Тыкая его пальцем в плечо, она говорила все более раздраженно:

— Ты воображаешь, что легко жить тайной любовницей? Сладкопевцева говорит, что любовница, как резиновые галоши, — нужна, когда грязно, вот! У нее роман с вашим доктором, и они это не скрывают, а ты меня прячешь, точно болячку, стыдишься, как будто я кривая или горбатая, а я — вовсе не урод…

— Погоди, — сказал Яков, — женюсь! Серьезно говорю, хотя ты и свинья…

— Еще вопрос, кто из нас свиноватее! — крикнула и ребячливо расхохоталась, повторяя: — Свиноватее, виноватее, — запуталась! Солененький мой… Милый ты, не жадный! Другой бы — молчал; ведь тебе шпион этот полезен…

Как всегда, Яков ушел от нее успокоенный, а через семь дней, рано утром табельщик Елагин, маленький, рябой, с кривым носом, сообщил, что на рассвете, когда ткачи ловили бреднем рыбу, ткач Мордвинов, пытаясь спасти тонувшего охотника Носкова, тоже едва не утоп и лег в больницу. Слушая гнусавый доклад, Яков сидел, вытянув ноги для того, чтоб глубже спрятать руки в карманы, руки у него дрожали.

«Утопили», — думал он и, представляя себе добродушного Мордвинова, человека с мягким, бабьим лицом, не верил, чтоб этот человек мог убивать кого-то.

«Счастливый случай», — думал он, облегченно вздыхая. Полина тоже согласилась, что это — счастливый случай.

— Конечно, — лучше так, — сказала она, серьезно нахмурясь, — потому что, если б как-нибудь иначе убивали его, — был бы шум.

Но — пожалела:

— Было бы интереснее поймать его, заставить раскаяться и — повесить или расстрелять.
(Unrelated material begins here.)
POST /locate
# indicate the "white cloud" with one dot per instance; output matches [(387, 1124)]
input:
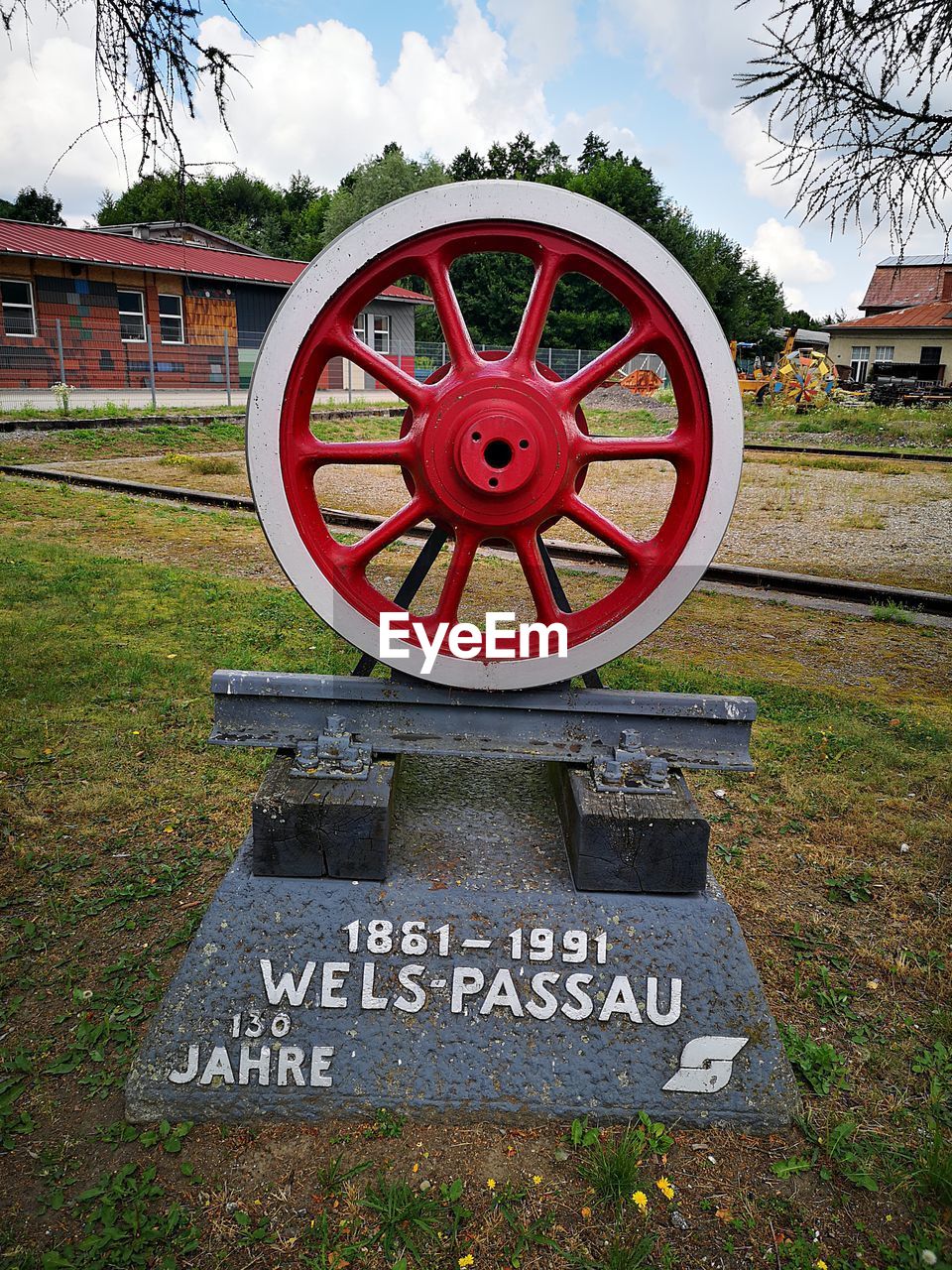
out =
[(312, 99), (783, 250), (542, 33)]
Ты читал…

— Ерунду говоришь, Полька, — прервал ее Яков.

Прошло несколько тихих дней, Яков съездил в Воргород, возвратился, и Мирон, озабоченно морщась, сказал:

— У нас еще какая-то грязная история; по предписанию из губернии Экке производит следствие о том, при каких условиях утонул этот охотник. Арестовал Мордвинова, Кирьякова, кочегара Кротова, шута горохового, — всех, кто ловил рыбу с охотником. У Мордвинова рожа поцарапана, ухо надорвано. В этом видят, кажется, нечто политическое… Не в надорванном ухе, конечно…

Он остановился у рояля, раскачивая пенсне на пальце, глядя в угол прищуренными глазами. В измятой шведской куртке, в рыжеватых брюках и высоких, по колено, пыльных сапогах, он был похож на машиниста; его костистые, гладко обритые щеки и подстриженные усы напоминали военного; мало подвижное лицо его почти не изменялось, что бы и как бы он ни говорил.

— Идиотское время! — раздумчиво говорил он. — Вот, влопались в новую войну. Воюем, как всегда, для отвода глаз от собственной глупости; воевать с глупостью — не умеем, нет сил. А все наши задачи пока — внутри страны. В крестьянской земле рабочая партия мечтает о захвате власти. В рядах этой партии — купеческий сын Илья Артамонов, человек сословия, призванного совершить великое дело промышленной и технической европеизации страны. Нелепость на нелепости! Измена интересам сословия должна бы караться как уголовное преступление, в сущности — это государственная измена… Я понимаю какого-нибудь интеллигента, Горицветова, который ни с чем не связан, которому некуда девать себя, потому что он бездарен, нетрудоспособен и может только читать, говорить; я вообще нахожу, что революционная деятельность в России — единственное дело для бездарных людей…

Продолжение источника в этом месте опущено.